Hillary Clinton durante coletiva de imprensa do filme "Hillary" no Festival de Berlim - David Gannon/AFP
Hillary Clinton durante coletiva de imprensa do filme "Hillary" no Festival de Berlim Imagem: David Gannon/AFP

Mariane Morisawa

Colaboração para o UOL, em Berlim

25/02/2020 10h53

Durante sua vida, Hillary Rodham Clinton foi chamada de falsa e de arrogante, de corrupta, de fraca por ter continuado o casamento depois de uma traição, de incompetente por causa do ataque ao posto diplomático em Benghazi, até de assassina — com o marido, o ex-presidente Bill Clinton, é alvo de várias teorias da conspiração, inclusive de que teriam matado seu amigo Vince Foster. Ela fala de tudo isso na série documental em quatro episódios "Hillary", de Nanette Burstein, que passa na Sessão Especial do 70º Festival de Berlim. "Na minha lápide, queria que estivesse escrito: Ela não foi nem tão boa nem tão má quanto algumas pessoas falaram", diz no documentário a advogada, ex-primeira-dama, ex-senadora, ex-secretária de Estado e candidata derrotada por Donald Trump à presidência dos Estados Unidos.

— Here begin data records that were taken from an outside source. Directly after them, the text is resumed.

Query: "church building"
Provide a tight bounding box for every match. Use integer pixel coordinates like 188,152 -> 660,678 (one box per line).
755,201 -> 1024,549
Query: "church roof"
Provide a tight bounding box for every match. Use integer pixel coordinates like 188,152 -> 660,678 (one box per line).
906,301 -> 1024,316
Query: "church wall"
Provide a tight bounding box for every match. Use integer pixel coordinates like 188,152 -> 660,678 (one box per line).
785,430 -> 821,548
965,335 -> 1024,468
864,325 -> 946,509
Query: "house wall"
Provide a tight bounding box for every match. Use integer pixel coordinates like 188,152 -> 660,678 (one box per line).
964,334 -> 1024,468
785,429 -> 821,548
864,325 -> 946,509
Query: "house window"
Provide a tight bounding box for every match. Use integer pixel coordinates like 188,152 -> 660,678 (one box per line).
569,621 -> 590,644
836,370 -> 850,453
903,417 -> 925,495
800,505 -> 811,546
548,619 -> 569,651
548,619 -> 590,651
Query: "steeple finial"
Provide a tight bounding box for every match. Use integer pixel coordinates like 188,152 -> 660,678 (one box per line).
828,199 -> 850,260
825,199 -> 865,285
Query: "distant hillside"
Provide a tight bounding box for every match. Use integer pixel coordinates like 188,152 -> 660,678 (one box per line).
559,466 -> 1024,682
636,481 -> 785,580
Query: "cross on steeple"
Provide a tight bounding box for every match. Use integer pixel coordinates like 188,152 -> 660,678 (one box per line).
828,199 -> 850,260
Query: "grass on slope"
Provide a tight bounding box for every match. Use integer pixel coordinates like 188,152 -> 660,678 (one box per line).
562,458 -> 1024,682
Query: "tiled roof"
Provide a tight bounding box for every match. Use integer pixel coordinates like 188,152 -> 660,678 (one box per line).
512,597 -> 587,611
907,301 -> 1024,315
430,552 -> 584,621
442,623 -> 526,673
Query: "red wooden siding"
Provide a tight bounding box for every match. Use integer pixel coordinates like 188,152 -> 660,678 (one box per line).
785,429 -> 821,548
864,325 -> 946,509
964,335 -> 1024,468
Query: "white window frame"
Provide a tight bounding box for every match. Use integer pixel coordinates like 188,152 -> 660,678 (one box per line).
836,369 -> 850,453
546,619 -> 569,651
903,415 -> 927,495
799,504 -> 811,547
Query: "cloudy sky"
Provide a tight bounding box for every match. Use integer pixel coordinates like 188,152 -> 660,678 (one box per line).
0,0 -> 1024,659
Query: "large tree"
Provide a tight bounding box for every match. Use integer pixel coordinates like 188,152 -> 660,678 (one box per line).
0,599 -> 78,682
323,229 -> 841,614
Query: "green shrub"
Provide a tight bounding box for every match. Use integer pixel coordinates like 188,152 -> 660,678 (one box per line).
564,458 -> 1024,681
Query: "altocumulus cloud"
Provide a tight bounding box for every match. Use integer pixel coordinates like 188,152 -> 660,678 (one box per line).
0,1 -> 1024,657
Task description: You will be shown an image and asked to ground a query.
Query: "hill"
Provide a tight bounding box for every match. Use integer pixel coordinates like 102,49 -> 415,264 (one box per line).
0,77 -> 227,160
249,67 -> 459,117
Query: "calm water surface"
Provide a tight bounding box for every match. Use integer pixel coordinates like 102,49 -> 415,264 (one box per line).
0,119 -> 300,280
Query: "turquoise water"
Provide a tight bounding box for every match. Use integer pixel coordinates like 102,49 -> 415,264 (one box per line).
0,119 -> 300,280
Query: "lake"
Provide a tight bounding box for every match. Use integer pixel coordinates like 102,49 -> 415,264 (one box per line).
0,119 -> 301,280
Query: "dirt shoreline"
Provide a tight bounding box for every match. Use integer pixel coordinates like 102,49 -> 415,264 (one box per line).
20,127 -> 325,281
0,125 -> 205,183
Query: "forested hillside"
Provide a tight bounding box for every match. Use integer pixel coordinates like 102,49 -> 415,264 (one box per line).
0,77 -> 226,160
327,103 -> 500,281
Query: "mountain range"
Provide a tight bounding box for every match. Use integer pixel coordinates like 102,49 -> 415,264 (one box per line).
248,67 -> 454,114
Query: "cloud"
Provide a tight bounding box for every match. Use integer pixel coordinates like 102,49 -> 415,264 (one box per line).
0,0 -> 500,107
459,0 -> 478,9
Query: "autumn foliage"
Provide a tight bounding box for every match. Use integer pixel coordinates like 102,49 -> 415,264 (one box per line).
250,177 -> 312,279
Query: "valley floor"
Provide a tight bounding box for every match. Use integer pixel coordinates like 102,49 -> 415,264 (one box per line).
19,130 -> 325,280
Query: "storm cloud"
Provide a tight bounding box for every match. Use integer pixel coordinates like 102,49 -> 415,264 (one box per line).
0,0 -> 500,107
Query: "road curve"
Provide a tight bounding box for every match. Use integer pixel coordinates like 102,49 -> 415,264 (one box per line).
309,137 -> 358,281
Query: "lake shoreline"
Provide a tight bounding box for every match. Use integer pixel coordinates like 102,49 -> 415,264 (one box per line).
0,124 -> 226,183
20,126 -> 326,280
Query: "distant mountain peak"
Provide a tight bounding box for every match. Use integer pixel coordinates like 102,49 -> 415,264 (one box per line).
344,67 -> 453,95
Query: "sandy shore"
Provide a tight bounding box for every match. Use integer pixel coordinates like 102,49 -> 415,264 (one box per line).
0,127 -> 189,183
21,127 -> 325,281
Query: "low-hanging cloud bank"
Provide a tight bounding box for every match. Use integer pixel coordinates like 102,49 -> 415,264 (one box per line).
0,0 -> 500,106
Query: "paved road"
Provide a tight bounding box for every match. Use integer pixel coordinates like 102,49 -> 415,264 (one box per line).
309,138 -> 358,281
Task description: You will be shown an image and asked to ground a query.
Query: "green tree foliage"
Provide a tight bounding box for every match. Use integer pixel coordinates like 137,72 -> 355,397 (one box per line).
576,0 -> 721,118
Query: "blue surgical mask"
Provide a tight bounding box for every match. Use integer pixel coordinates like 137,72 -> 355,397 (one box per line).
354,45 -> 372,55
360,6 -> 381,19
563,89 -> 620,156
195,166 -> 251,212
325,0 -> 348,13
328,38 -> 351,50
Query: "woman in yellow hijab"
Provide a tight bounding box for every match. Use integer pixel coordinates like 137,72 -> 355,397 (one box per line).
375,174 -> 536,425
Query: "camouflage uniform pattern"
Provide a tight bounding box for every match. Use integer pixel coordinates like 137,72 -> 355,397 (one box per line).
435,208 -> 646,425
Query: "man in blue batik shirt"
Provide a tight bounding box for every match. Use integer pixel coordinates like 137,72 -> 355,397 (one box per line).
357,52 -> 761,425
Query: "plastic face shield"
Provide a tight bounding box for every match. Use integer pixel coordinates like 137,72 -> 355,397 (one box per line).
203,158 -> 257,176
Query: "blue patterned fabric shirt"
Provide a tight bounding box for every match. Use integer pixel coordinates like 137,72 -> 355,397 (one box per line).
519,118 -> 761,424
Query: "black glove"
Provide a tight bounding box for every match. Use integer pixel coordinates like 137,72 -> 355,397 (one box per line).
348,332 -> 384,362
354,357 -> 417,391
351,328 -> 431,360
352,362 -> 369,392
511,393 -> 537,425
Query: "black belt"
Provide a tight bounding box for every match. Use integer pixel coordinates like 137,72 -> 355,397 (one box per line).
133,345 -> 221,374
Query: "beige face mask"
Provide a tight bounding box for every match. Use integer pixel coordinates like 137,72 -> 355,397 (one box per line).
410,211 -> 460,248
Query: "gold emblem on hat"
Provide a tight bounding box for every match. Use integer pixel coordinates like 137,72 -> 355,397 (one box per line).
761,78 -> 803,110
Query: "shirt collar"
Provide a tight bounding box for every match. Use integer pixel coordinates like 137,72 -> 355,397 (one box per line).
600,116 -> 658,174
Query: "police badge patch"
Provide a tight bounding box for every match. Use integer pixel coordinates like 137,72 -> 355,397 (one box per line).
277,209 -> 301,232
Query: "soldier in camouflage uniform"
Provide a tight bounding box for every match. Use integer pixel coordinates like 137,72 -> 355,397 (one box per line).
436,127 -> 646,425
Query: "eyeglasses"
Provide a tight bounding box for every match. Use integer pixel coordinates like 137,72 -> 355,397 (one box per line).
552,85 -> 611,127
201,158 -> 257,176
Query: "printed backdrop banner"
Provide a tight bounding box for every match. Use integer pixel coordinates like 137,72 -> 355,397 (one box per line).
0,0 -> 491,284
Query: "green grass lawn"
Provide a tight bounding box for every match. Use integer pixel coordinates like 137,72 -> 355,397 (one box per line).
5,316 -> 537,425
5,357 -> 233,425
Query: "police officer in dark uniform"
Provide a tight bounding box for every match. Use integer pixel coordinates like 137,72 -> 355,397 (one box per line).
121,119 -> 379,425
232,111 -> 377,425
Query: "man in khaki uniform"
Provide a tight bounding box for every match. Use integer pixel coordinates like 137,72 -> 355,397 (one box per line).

"Hillary" não esconde sua simpatia pela sua personagem. A diretora, indicada ao Oscar de documentário por "On the Ropes" (1999), usa imagens de arquivo intercaladas com filmagens da campanha de 2016 e entrevista amigas de colégio e da universidade, membros de sua equipe de primeira-dama, no Senado e na campanha eleitoral, além de seu marido, o ex-presidente Bill Clinton e a filha Chelsea. A própria Hillary aparece mais aberta do que de costume, falando inclusive da dor de descobrir a traição e a mentira do marido, que negou e depois admitiu seu caso com a estagiária Monica Lewinsky. O próprio Bill Clinton se emociona ao relembrar o sofrimento que causou à mulher e à filha.

Hillary Clinton deixa claro que ao longo da vida se sentiu alvo por causa do seu sexo. "Como eu apareci num momento em que quase não havia mulheres, gerei muitas reações", disse em entrevista coletiva no Festival de Berlim. Muitas vezes, foi pioneira. Ela foi uma das poucas mulheres no curso de Direito em Yale, a primeira sócia do sexo feminino do escritório de advocacia em Little Rock, uma das raras senadoras e uma das poucas a concorrer à presidência — e a única que realmente teve chance de ganhar. Um membro de sua equipe conta que durante a campanha o que mais ouvia eram conselhos de como ela deveria se vestir, se pentear e se comportar. Outra conta que perguntou então quem era o modelo de mulher que Hillary deveria seguir — a resposta nunca veio.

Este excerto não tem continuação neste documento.